Unpromising days and nights quickly spiraled into chaos and sunrise. Pool parties. Rooftop parties. Bloghouse. Methadrome. Tripping in nearby water towns, and seeing a Danish guitarist fall out of a tree in a thunderstorm and break his arm, as 200 people on acid scream and the village head realizes this party has to stop now. Getting 500rmb cash for a Sunday English-tutoring session from a dad who, off half a bottle of Johnnie Walker, asks you – in front of his wife and kid – to go get sex workers, and taking the money straight to your tea dealer, whose apartment is filled with serious looking men with hand tattoos of crescent moons all sitting on the floor eating lamb, bread, and watching Rambo at high volume. Gunshots ring while you smoke out of a wooden bong with wooden matches. You’ve seen people throw up from this bong more than once. You get so high that when you arrive home, you hide behind your couch when someone starts banging on the door for 30 minutes, convinced it’s the police.

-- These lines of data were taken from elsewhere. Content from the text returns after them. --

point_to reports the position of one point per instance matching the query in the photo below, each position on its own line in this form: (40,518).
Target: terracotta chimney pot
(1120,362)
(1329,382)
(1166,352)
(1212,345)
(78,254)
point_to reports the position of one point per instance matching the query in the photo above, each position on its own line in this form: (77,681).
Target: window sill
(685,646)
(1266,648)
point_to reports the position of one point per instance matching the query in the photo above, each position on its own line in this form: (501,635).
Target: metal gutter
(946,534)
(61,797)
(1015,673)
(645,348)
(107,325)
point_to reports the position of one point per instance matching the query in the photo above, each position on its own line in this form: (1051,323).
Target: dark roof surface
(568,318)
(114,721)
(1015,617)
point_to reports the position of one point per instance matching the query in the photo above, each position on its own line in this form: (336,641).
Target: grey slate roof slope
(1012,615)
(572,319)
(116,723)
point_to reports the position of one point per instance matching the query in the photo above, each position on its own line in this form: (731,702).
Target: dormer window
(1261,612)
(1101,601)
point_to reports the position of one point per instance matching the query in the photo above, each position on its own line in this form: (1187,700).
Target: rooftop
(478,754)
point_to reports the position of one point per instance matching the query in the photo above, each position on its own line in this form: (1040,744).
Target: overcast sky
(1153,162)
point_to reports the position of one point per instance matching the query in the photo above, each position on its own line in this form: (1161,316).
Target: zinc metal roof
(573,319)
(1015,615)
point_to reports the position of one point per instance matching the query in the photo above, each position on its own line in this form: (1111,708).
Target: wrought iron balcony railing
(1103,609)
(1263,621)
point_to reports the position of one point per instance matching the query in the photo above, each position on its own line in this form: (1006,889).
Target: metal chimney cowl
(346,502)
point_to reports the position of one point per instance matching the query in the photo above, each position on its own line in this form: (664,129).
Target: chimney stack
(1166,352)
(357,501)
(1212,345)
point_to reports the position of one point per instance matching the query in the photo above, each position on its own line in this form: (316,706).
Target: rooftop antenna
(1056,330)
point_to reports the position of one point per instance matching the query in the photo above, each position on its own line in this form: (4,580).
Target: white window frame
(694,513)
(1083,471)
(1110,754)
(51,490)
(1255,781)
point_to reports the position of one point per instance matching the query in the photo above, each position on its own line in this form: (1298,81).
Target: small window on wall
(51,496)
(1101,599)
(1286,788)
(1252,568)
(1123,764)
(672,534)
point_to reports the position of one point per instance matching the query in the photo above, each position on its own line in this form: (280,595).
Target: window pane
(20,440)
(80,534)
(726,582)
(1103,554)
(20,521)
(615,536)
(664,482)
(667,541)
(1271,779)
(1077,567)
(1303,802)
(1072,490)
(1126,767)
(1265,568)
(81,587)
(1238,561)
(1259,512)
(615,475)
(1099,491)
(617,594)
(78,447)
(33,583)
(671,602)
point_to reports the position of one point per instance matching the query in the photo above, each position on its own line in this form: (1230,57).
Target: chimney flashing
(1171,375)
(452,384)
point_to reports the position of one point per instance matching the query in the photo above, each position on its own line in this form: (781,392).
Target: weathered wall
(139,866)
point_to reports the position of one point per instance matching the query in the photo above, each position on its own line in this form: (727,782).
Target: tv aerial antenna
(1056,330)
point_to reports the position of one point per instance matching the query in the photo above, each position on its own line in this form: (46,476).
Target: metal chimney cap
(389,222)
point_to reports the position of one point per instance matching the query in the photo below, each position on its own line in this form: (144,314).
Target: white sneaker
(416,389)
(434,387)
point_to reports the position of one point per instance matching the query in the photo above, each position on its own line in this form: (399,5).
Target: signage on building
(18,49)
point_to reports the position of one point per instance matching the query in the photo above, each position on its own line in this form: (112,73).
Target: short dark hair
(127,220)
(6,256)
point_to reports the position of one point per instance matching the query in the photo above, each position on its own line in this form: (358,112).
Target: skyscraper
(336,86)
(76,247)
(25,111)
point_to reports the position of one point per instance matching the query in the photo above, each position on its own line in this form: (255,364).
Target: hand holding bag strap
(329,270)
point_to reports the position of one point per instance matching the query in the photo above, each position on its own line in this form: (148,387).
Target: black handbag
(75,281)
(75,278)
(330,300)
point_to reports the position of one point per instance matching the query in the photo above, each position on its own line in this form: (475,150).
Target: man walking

It's the water bill collector. He’s been coming every day this week.
A high school history teacher cooking crack in his kitchen while his wife and kids watch bootleg DVDs in the next room. Fortunes made and lost. Random crackdowns. The taste of gin and tonic mixed with Zhong Nan Hai cigarettes. Brand events. Clubs with bouncy, sticky light-up dancefloors. Former bomb shelters converted into basements home to record shops, art collectives, and gay saunas. “White gigs”. Kentucky Fried Chicken. Smoking spliffs in massage parlors and ordering McDonalds delivery. Clubs full of people paid to be there. Getting a visa for your blind rescue cat angel. “Youth culture”. 3G cellular service. Writing articles about the constant churn of “new venues”. This week: someone opened an unlicensed Harry Potter themed milkshake restaurant and it sucks. Having several chaotic relationships and only many years later realizing that you’re drawn to chaos, and that’s a big reason why you decided to stay a bit longer.
And then a bit longer. And a bit longer.
WHEN THE SUN GOES DOWN IN THE EAST
The party crashed when paranoia washed over the city. Testing season. Phones cloned at police stations. Friends hid in attics for days. Others disappeared for weeks or months and met worried faces upon their sudden return. Others shaved all their body hair, even the eyebrows. You heard one friend flew to the border, rented a truck, and got out through Kazakhstan. Hip hop suddenly became the most popular music in the country, with rappers grinning on Sprite commercials during the Chinese New Year holiday.
Objectively, rents climbed, visas got harder, phone cameras sharpened, and social media got stickier. This all happened gradually, but 2017 was a swerve.
And then, 2020. Many dipped; some went to Southeast Asia and never returned, others went home and got stuck. Some stayed for the next chapters, fueled by algorithms and alcohol. It feels like the worst is over, and opportunity still awaits, but the freedom of that wild time between in the early 2010s could never happen again.